Violet took his silence for agreement. Her grin was bright white again. She leapt from the bed and threw her arms around him. Her cheerful breathing brushed his ear. “Of course I remembered to take it.” He could feel her heartbeat clearly, and her skin was much too warm. “But maybe — in the future, I mean — I shouldn’t take it anymore?”

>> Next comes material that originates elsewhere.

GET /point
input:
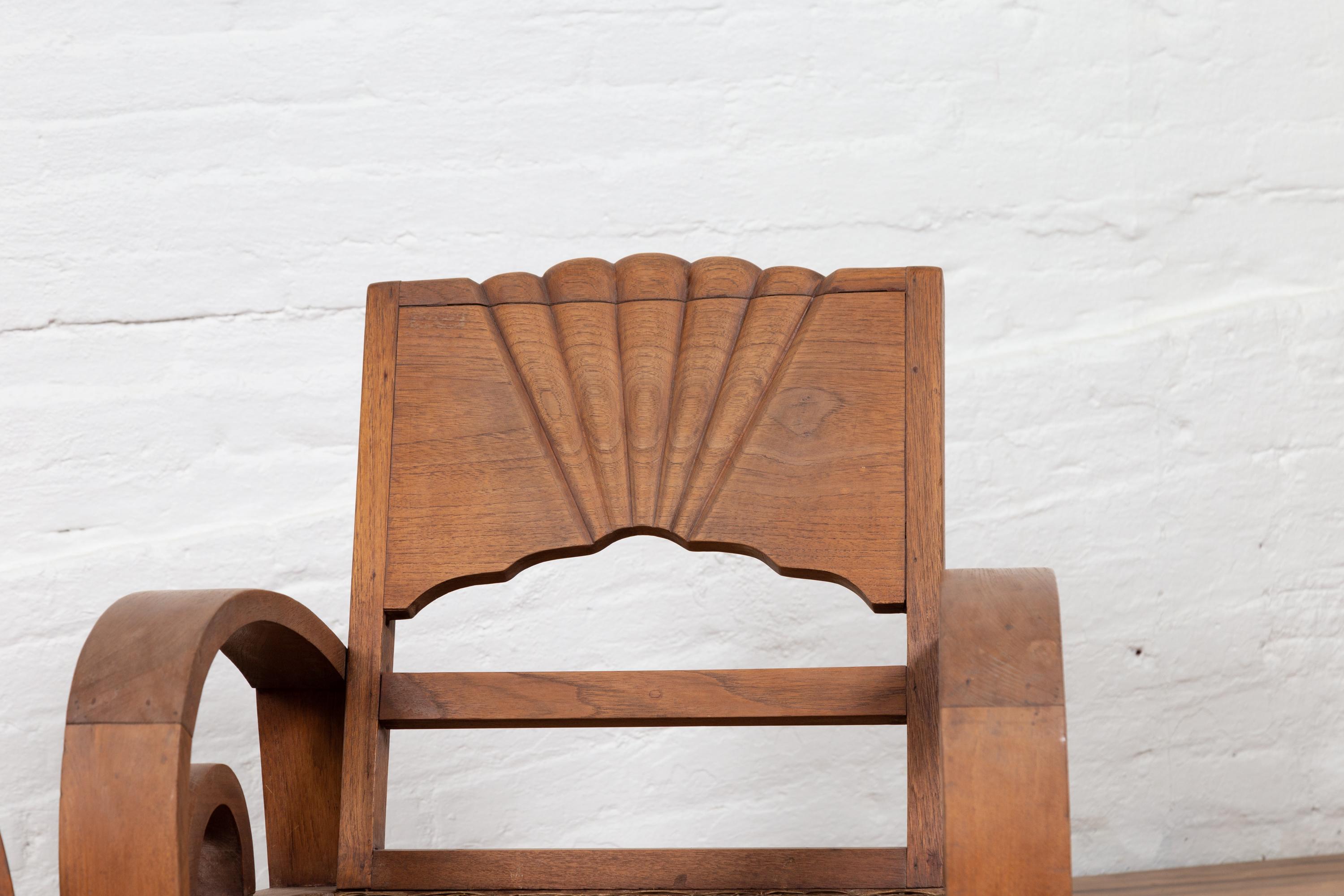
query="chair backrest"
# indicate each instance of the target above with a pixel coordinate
(781, 414)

He could have answered her honestly. He could have confessed that the mere idea of having children struck him as absurd, that he certainly wouldn’t be producing any offspring, not in this life. He could have explained that he felt differently than she did, yes, that he asked himself whether what he felt for her wasn’t simply the blind clinging of a two-thirds orphan to another human being. He could have explained how incomprehensible it was that she still wanted him. He could have ended this love story, which was more substantial in their heads than in reality, once and for all. But what did he do?
He returned her hug.
The problem, thought Albert, when someone loved you the way Violet loved him, was that you were always being pressured to ponder whether it was possible for you to love her, too. And when you arrived at the conclusion that you didn’t love her, you started asking yourself whether you might not be able to, after all. If maybe all it would take was a little effort, a few relaxed days spent together, some heart-to-heart talks, a couple of tender interactions with each other.